Catallarchy On Neal Stephenson’s Subtlety

Lynne Kiesling

Jonathan Wilde has this wonderful and annoying tendency to articulate things about which I have been ruminating before I have fully formed my ideas. In this post he does so about Neal Stephenson’s “radical libertarian views … he writes about libertarian themes – technological empowerment, data havens, free banking, polycentric law, anonymous digital cash, holocaust prevention, Enlightenment ideals, cryptography, and distributed power – in novels that appeal to the mainstream without being overtly preachy.”

Yeah. What he said.

2 thoughts on “Catallarchy On Neal Stephenson’s Subtlety”
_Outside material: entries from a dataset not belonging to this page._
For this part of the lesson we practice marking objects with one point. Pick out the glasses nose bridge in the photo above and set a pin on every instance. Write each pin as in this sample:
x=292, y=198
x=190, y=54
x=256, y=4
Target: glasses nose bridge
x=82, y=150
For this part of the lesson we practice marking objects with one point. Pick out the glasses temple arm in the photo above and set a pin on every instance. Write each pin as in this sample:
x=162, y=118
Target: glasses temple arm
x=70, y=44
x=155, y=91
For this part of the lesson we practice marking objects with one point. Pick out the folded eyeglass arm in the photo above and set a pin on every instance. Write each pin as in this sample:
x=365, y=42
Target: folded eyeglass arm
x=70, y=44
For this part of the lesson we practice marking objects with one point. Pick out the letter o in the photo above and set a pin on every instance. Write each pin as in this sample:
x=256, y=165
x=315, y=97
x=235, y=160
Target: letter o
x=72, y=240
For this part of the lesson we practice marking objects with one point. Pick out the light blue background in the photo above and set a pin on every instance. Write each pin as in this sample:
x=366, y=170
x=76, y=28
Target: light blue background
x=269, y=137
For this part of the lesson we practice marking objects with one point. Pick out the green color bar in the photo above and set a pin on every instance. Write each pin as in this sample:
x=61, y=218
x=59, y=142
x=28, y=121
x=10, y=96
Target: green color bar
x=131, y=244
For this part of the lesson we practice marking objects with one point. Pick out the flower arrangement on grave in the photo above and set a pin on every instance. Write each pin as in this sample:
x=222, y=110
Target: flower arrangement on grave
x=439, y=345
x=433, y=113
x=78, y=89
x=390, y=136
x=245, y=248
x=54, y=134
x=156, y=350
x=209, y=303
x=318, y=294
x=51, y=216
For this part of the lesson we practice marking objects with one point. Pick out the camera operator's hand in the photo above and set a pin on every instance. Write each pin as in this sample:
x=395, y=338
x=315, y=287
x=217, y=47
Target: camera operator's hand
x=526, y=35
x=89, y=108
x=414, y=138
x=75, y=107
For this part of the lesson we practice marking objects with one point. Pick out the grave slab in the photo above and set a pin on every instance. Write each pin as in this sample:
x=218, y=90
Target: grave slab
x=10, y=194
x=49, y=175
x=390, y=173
  1. This is where we realize how different we can be. Because me? I just read that post, and the Stephenson quotes, and . . . the man might be libertarian, but he could also be a communitarian kinda Catholic. Libertarians don’t have a monopoly on advocating distributed power, y’know.

  2. Excellent point! There’s a lot of gray area at the libertarian/communitarian “boundary”. Personally, I’d like to get him in a bar, buy him a whisky, and ask him that and a bunch of other stuff. Like, how did he digest all of that economic history in such a short period of time and still manage to get it about 85% right?

    I’m actually glad he’s cagey about his politics. I wish more “celebrities” were more so. Do I care if Susan Sarandon hugs whales/hates the Iraq war/wears hemp? Should I?